Capitalism and colonialism’s view on land and humans’ relationship with the earth is fundamentally opposed to that of many indigenous communities, as seen in Lisa Brooks and Cassandra Brook’s analysis of the Wabanaki people and their relationship with the Presumpscot River in present-day Massachusetts. As they explain, the Wabanaki people’s relationship with the environment is based on traditional ecological knowledge – “knowledge that humans gain when they share an intimate relationship with a particular environment” (Brooks and Brooks 2010, 14). This knowledge is founded on a long-standing reciprocal relationship with a place and the understanding that they belong to the river, they do not own or control it. Nick Estes similarly writes of the Missouri River, “nothing owns her, and therefore she cannot be sold or alienated like a piece of property” (Estes 2019, 15). The honor of “belonging” to a place comes with “a set of responsibilities in a reciprocal, distributive economy” (Brooks 2010, 15). As Brooks and Brooks explain as well, Wabanaki people know they cannot overexploit the river, for it would lead to severe consequences to the well-being of the environment and the people who depend on it. (Brooks and Brooks 2010, 14). The opposing view that capitalist and colonist structures have – that humans can dominate and exploit the environment- is what leads to destruction versus coexistence. Returning to the understanding of land of, for example, the Wabanaki or the Sioux nations mentioned in Estes’ book, serves to both protect Native Americans and their ways of life as well as protect the planet, ideas that Munro emphasized, though not referring to these specific nations. 

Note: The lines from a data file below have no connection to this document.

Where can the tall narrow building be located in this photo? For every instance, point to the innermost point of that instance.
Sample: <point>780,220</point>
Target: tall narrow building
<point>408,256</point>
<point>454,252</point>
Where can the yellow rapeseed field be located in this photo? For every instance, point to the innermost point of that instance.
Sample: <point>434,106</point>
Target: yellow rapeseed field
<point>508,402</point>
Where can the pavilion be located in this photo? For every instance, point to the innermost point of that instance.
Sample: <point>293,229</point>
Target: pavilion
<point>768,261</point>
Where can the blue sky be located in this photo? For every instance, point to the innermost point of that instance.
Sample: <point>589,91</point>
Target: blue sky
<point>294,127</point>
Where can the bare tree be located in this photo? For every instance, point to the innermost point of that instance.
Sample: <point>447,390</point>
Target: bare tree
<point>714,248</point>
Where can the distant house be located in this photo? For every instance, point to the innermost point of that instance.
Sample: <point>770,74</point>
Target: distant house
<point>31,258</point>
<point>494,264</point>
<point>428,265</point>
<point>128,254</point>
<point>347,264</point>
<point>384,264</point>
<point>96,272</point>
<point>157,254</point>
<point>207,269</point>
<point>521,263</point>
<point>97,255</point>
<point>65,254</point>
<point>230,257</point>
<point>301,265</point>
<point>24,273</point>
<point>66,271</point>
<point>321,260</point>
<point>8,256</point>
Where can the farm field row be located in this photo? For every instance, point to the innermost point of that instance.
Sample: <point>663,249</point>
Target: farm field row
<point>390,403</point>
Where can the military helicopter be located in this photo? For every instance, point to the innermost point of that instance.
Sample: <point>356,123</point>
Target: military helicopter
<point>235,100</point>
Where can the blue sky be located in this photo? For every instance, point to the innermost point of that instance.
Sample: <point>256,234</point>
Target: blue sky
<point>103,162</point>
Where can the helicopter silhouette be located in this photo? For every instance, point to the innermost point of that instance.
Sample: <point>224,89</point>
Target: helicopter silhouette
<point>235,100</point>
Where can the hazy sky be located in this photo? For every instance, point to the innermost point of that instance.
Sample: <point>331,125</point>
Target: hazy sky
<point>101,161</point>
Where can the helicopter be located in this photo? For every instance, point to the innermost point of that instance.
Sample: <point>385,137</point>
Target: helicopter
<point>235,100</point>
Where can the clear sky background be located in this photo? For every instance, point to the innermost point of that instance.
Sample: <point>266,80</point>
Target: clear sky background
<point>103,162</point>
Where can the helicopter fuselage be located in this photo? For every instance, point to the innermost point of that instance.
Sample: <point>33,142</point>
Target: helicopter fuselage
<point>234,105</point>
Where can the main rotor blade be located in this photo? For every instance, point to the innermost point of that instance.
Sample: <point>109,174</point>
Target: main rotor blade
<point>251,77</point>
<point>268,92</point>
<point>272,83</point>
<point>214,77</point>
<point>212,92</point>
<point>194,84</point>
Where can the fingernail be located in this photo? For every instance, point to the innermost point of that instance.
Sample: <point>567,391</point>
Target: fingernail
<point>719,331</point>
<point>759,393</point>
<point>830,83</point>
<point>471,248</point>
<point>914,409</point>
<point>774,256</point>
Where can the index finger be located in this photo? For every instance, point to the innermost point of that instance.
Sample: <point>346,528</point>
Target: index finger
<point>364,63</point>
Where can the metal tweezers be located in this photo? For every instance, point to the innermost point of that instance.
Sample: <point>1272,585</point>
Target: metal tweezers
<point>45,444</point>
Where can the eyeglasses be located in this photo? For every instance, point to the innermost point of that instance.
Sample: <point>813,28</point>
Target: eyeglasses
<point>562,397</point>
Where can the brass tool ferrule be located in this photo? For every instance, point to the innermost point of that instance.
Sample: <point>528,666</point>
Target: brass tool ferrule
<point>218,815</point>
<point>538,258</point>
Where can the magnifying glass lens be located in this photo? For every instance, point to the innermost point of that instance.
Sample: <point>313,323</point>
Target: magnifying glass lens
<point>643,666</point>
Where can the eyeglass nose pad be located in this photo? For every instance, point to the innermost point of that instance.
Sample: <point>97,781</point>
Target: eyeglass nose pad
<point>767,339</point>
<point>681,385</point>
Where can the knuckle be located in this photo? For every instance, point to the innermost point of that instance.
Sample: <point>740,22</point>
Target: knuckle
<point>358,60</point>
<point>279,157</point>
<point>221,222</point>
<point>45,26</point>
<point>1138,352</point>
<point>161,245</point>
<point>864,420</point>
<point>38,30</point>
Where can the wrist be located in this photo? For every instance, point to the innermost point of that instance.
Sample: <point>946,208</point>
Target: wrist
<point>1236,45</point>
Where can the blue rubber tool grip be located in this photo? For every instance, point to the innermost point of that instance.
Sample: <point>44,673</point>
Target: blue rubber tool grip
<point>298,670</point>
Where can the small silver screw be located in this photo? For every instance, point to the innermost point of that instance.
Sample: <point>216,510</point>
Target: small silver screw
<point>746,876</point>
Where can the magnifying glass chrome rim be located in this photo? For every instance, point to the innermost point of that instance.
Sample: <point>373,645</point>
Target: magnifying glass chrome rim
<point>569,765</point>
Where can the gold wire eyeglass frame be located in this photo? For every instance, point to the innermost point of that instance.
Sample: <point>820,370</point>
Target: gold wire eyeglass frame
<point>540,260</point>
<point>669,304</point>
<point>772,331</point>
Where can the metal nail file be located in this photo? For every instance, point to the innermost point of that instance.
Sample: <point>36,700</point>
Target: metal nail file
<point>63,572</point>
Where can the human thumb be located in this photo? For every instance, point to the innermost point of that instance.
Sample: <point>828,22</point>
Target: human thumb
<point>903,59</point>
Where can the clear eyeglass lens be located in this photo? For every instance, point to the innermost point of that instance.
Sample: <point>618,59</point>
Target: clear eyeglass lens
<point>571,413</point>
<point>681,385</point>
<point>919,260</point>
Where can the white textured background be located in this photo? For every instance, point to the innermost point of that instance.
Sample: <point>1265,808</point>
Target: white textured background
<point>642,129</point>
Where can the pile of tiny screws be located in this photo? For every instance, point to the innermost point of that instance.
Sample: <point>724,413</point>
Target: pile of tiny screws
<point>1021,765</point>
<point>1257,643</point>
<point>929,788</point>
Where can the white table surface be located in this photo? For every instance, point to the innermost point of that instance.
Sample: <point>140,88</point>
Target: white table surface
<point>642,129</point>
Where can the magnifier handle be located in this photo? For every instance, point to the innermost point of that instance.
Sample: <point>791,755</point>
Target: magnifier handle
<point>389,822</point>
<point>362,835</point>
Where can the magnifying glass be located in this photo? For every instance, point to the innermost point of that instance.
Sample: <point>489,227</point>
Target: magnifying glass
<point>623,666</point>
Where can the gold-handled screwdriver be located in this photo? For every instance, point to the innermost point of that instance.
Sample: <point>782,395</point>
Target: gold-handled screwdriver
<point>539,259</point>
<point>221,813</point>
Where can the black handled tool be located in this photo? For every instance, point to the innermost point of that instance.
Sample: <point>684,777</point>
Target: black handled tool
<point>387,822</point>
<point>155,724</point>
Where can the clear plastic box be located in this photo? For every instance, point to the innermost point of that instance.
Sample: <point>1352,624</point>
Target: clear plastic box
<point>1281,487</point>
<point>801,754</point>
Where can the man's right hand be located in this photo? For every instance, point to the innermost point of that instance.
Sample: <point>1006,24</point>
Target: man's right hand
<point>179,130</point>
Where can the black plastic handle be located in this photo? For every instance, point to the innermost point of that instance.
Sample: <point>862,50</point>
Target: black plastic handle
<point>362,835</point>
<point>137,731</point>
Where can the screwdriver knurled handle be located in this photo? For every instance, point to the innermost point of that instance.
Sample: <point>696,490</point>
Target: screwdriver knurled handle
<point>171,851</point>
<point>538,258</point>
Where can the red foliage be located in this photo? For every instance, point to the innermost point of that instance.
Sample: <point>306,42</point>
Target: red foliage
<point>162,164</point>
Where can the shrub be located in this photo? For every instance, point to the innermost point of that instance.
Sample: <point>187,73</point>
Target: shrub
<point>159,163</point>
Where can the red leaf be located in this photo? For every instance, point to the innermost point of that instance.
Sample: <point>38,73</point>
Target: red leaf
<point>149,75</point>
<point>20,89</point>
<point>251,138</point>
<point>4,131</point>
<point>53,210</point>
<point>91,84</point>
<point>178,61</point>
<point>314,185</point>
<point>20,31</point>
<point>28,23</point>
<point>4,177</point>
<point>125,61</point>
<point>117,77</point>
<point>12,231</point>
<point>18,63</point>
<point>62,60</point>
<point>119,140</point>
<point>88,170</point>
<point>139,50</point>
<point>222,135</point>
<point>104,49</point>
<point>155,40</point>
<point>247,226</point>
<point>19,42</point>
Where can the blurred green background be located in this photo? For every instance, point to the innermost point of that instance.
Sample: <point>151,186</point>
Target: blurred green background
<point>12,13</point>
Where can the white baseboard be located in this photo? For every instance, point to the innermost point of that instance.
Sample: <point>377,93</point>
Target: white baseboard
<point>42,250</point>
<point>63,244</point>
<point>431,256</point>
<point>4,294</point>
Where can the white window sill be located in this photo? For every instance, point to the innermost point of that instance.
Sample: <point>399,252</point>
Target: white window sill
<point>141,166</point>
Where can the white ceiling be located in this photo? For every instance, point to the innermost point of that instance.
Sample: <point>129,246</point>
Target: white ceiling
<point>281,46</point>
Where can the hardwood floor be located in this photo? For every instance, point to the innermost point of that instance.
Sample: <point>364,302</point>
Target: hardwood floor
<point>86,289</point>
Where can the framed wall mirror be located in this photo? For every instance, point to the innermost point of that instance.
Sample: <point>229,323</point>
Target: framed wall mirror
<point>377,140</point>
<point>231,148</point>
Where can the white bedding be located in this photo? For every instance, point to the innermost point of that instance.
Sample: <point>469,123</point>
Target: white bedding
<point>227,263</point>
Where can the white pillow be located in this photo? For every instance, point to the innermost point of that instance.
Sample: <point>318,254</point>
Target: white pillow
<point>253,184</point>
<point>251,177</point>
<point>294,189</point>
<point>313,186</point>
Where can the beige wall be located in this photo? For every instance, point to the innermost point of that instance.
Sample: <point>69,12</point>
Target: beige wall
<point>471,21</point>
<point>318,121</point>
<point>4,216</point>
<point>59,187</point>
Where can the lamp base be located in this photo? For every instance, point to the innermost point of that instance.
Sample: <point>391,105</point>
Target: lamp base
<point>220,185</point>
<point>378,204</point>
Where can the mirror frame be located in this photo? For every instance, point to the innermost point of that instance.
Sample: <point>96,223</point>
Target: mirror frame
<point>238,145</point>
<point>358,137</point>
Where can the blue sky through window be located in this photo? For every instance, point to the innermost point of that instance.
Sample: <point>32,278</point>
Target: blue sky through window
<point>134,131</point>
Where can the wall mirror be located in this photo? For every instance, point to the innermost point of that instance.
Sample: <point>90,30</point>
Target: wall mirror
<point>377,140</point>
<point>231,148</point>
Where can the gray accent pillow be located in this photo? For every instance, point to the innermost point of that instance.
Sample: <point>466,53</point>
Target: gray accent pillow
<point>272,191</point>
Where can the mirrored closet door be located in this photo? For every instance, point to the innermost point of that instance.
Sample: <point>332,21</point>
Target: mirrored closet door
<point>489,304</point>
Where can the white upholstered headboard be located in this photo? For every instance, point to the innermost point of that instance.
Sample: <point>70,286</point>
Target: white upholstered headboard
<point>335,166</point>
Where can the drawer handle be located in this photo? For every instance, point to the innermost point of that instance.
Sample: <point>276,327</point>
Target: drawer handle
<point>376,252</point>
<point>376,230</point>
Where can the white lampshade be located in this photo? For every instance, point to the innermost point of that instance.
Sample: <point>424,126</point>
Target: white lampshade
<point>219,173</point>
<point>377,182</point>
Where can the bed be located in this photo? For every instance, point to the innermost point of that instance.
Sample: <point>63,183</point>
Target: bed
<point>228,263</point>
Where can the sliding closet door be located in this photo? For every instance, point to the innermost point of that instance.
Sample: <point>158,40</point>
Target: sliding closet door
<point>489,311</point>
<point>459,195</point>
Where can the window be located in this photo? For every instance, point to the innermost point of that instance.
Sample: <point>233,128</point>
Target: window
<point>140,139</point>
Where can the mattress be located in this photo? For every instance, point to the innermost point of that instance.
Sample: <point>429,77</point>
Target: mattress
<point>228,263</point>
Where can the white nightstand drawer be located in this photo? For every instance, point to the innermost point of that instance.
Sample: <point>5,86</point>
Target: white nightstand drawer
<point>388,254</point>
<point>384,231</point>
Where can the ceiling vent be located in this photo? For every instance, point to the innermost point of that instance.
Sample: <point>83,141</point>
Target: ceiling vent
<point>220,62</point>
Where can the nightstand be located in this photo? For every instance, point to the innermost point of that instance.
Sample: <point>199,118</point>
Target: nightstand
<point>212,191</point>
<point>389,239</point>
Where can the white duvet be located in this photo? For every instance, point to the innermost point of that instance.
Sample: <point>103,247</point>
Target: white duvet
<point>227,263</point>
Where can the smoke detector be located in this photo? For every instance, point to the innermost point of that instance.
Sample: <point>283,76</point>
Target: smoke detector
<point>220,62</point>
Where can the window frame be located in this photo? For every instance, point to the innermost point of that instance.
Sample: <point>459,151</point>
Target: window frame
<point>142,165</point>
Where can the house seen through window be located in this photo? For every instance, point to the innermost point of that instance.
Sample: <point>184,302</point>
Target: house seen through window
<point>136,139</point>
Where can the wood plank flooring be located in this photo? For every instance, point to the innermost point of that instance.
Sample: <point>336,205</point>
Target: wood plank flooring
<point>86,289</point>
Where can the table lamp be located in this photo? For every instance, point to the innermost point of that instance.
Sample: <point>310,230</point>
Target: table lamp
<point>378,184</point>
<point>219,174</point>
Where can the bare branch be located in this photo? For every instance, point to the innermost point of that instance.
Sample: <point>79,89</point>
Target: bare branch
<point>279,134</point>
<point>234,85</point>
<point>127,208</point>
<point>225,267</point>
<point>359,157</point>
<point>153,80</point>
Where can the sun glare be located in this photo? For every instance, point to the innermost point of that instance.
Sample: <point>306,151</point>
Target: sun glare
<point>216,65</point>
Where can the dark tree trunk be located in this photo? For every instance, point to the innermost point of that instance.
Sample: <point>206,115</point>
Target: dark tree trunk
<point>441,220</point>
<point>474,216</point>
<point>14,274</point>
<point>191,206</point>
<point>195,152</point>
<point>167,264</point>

Despite all the ongoing forms of structural genocide, Munro made sure to highlight how just like settler colonialism is ongoing and never ending, so is indigenous resistance. Like her organization, UAINE, indigenous people continue to fight colonialism every day. Unlike dominant narratives of extinct Native Americans or rhetorical “lastings” of their presence in different regions (the declaration of the “last” in a line of Native artists for example), indigenous people are still fighting for their homelands, survival and ways of life. As Estes writes in his book, “if we oversimplify Indigenous peoples as perpetually wounded, we cannot possibly understand how they formed kinship bonds and constantly recreated and kept intact families, communities, and governance structures while surviving as fugitives and prisoners of a settler state and as conspirators against empires” (Estes 2019, 131). Despite the fact that settler colonialism is still embedded into our society and institutions, indigenous resistance has also never stopped fighting against those systems. Munro articulates the importance of recognizing the work indigenous people are doing and including them in the fight for environmental justice, as well as women’s rights and other issues that inherently intersect with decolonization and indigenous liberation.

Bibliography

Brooks, Lisa T, and Cassandra Brooks. “The Reciprocity Principle and Traditional Ecological Knowledge.” International Journal of Critical Indigenous Studies 3, no. 2 (June 1, 2010): 11–28. https://doi.org/10.5204/ijcis.v3i2.49.

Estes, Nick. Our History Is the Future: Standing Rock versus the Dakota Access Pipeline, and the Long Tradition of Indigenous Resistance. London ; New York: Verso, 2019.